Présentation du contenu

En 1879, près de 5208 affaires sont soumises au Conseil général des ponts et chaussées. 45% d’entre elles concernent les chemins de fer, 22% les rivières et canaux et 14% les routes et ponts. Dans le contexte de début du plan Freycinet, cette répartition témoigne du lancement des chantiers d’envergure dont l’objectif est de constituer un vaste réseau de lignes de chemins de fer sur tout le territoire et de moderniser le réseau des canaux existants.
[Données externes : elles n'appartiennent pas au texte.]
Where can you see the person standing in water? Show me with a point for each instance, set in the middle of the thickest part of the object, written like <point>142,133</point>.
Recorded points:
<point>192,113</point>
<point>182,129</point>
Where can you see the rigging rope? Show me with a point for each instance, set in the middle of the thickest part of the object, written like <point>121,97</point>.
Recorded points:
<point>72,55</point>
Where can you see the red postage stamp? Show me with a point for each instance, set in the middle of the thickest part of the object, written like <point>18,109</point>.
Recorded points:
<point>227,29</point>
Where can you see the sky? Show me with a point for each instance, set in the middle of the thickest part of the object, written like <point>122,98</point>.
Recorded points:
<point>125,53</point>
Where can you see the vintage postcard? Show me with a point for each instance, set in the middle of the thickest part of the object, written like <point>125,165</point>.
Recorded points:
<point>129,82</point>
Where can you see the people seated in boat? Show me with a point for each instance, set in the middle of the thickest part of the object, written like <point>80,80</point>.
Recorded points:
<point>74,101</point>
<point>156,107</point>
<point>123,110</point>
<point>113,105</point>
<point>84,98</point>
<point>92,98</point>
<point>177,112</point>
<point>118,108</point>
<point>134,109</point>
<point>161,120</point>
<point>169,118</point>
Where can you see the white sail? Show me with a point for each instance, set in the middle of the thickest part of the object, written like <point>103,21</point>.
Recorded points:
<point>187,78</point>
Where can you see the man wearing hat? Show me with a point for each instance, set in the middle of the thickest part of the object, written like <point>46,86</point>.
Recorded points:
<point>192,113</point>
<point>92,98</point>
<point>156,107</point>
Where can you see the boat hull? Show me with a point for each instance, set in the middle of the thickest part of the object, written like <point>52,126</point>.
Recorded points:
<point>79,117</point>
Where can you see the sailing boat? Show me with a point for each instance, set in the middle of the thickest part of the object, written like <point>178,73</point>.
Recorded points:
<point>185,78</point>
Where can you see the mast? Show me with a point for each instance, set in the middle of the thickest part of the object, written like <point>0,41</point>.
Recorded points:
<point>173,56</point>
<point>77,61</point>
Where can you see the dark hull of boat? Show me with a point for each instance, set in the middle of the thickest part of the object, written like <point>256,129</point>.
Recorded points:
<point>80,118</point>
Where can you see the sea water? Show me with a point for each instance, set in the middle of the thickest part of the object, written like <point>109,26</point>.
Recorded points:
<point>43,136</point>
Si tout le territoire est concerné, y compris les départements français d’Algérie, près de 10% des affaires concernent cependant plus particulièrement les trois départements du nord de la France (Nord, Seine-Maritime et Pas-de-Calais). Près de 5,5 % sont localisées dans les anciens départements de la Seine et de la Seine-et-Oise, dont Paris à elle-seule représente la moitié. Avec 5% des affaires, le littoral atlantique présente des projets pour les départements de la Gironde, la Loire-Atlantique et la Charente-Maritime. La Meurthe-et-Moselle et les Bouches-du-Rhône représentent chacun presque 2% des affaires. Il est également intéressant de noter que la chaîne pyrénéenne est aussi impactée avec des affaires traitant d’aménagements dans les Pyrénées-Atlantiques et les Pyrénées-Orientales. Les régions de l’est, des Pays-de-la-Loire et du littoral méditerranéen sont, en moindre mesure, concernées.

Les rapporteurs.

Quarante-cinq rapporteurs apparaissent dans le registre. Pour la plupart ingénieurs des ponts et chaussées, il est à noter que quatre ingénieurs des mines figurent parmi eux.
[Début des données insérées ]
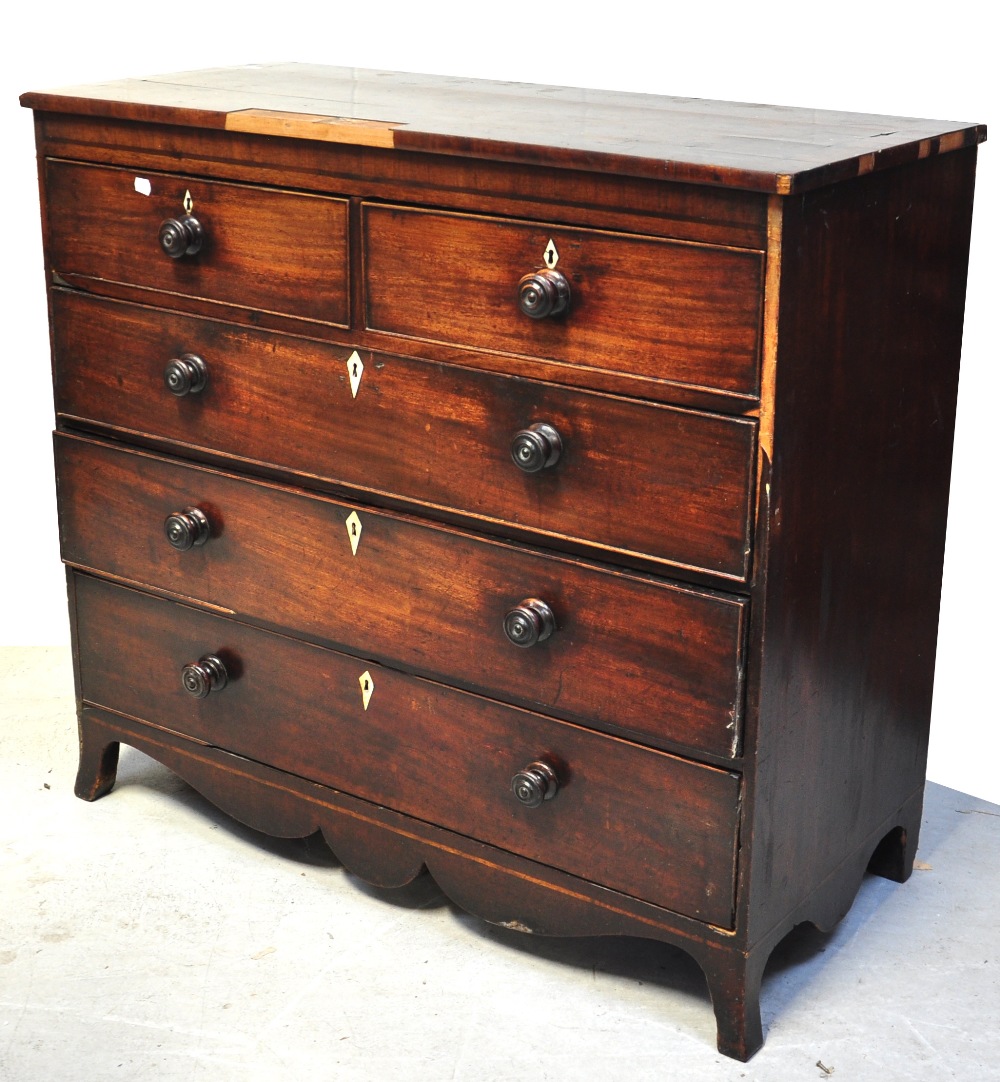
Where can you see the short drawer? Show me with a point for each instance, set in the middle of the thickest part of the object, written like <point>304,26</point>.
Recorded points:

Les rapporteurs les plus présents sont MM. Louis PLANCHAT (1816-1886), Louis-Philippe CROIZETTES-DESNOYERS (1816-1887), Etienne DELESTRAC (né en 1817, parti à la retraite en 1882) et Nicolas GOSSELIN (1817-1887).

Louis PLANCHAT intervient dans des affaires relatives aux chemins de fer localisées à Paris, en Normandie, dans les départements du nord des pays de la Loire, jusqu’à l’Atlantique, et en Bretagne.

Louis-Philippe CROIZETTES-DESNOYERS présente aussi des affaires relatives aux chemins de fer mais pour les départements du bassin aquitain, de l’Atlantique à la Méditerranée et pour la chaîne pyrénéenne.

Quant à Etienne DELESTRAC, il est le plus polyvalent des trois, puisqu’il rapporte les affaires relatives aussi bien aux routes et ponts, aux chemins de fer et aux ports des départements du sud-est et de la Corse.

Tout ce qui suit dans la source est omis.